Sexta-feira, 19 Abril

«Je me suis mis en marche» por João Miranda

Se escrever poesia é difícil (ao contrário do que muitos adolescentes pensam), filmá-la é ainda mais complicado. O uso de imagens na língua escrita não se traduz literalmente para imagens no ecrã e todos os jogos verbais (sonoros, semânticos, etc.) são perdidos. Ainda assim, muitos foram os que já tentaram traduzir poesia para cinema com graus variados de sucesso. Je me suis mis en marche é um desses filmes ambiciosos que o tenta fazer, desta vez baseado em “La Descente de l’Escaut” de Franck Venaille. Francês de nascimento e belga de coração, Venaille descreve nesse poema épico um percurso nas margens do Escalda, um dos principais rios da Bélgica, ao mesmo tempo que se procura definir e enfrentar a sua ansiedade.

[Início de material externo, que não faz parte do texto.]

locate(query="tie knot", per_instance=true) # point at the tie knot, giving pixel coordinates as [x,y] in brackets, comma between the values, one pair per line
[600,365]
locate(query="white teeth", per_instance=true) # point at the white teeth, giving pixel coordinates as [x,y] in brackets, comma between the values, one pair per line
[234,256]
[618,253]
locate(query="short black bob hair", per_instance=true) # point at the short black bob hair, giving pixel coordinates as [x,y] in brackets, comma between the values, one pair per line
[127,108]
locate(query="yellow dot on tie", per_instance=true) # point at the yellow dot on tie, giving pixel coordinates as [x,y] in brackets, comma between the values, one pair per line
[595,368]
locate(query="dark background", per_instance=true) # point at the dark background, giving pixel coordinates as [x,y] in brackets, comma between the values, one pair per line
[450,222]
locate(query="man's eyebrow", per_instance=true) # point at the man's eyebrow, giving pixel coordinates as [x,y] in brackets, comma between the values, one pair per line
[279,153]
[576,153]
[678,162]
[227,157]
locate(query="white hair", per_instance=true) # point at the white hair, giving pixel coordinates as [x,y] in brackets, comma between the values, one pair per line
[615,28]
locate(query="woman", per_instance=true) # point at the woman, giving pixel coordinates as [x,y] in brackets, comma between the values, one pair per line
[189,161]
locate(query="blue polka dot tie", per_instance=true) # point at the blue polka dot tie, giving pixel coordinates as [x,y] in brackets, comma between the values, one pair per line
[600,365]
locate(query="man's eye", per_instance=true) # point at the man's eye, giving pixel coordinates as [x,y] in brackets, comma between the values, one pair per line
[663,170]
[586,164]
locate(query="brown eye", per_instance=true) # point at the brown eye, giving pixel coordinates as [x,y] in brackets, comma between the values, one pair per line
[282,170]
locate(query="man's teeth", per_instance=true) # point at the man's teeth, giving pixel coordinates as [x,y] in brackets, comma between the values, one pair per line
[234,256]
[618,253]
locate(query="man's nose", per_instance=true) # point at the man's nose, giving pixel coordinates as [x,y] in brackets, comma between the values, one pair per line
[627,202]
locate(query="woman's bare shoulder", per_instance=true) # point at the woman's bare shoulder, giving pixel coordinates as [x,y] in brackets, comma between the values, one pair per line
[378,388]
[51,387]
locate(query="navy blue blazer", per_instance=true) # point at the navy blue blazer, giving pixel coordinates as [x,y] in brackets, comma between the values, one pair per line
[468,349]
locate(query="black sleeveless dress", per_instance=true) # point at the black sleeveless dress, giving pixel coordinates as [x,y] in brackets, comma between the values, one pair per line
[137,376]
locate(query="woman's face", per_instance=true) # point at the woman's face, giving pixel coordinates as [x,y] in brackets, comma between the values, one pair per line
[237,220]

Mais do que uma recriação do poema, esta é uma re-criação, no sentido de uma nova criação, não uma reprodução do anterior. Usando leituras do próprio poeta e do ator Laurent Ziserman, Martin Verdet, o realizador, vai construindo num pequeno quarto onde tudo se passa, o percurso. Este é uma espécie de inversão do “road movie“, onde o percurso e o mundo se rebatem todos dentro deste pequeno espaço. Ao texto são adicionados sons “foley“, música e, claro, imagens. O que a princípio parece que será só uma leitura de textos vai assumindo proporções delirantes, com o próprio rio a fluir dentro do quarto, nas palavras, em água, e nas imagens, não animadas, mas reais, a surpreenderem quem o vê.

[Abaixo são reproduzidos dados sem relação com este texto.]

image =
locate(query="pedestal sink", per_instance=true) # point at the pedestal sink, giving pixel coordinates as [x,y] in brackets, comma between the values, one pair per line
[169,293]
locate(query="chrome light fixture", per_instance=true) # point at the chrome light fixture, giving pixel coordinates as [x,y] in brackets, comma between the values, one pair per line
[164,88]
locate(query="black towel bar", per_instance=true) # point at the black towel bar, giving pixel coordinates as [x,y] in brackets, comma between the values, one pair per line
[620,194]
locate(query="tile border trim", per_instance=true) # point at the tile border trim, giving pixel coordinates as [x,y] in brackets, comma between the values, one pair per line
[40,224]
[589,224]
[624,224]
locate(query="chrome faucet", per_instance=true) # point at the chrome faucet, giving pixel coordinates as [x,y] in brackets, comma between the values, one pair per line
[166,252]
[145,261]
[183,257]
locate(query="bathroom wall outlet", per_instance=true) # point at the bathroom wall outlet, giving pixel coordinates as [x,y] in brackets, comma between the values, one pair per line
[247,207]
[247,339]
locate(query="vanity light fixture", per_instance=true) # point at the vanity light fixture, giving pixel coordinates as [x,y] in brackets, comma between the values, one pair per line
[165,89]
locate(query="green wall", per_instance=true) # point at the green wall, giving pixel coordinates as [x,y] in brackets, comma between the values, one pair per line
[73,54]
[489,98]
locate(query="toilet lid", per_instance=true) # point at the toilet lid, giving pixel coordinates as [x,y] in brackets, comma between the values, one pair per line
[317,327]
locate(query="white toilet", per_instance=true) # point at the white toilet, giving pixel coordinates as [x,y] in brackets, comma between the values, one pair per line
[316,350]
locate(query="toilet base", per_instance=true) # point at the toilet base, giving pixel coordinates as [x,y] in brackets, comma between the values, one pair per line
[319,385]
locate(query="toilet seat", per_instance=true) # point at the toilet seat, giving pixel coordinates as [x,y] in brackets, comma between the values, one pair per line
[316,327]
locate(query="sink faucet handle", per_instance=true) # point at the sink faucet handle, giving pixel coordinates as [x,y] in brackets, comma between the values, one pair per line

Se filmar poesia é complicado, Martin Verdet consegue fazê-lo não tentando imitar o texto ou mantendo-se servilmente agarrado a ele, mas num novo acto de criação que, mais do que um documentário, é poesia, e, mais do que ambicioso, é generoso. Se há algo a apontar neste filme é a necessidade de, tal como a poesia, o ver/ler várias vezes para conseguir apanhar as várias leituras, variantes, matizes que vai assumindo na sua corrente, mas que prazer poder andar nestas margens!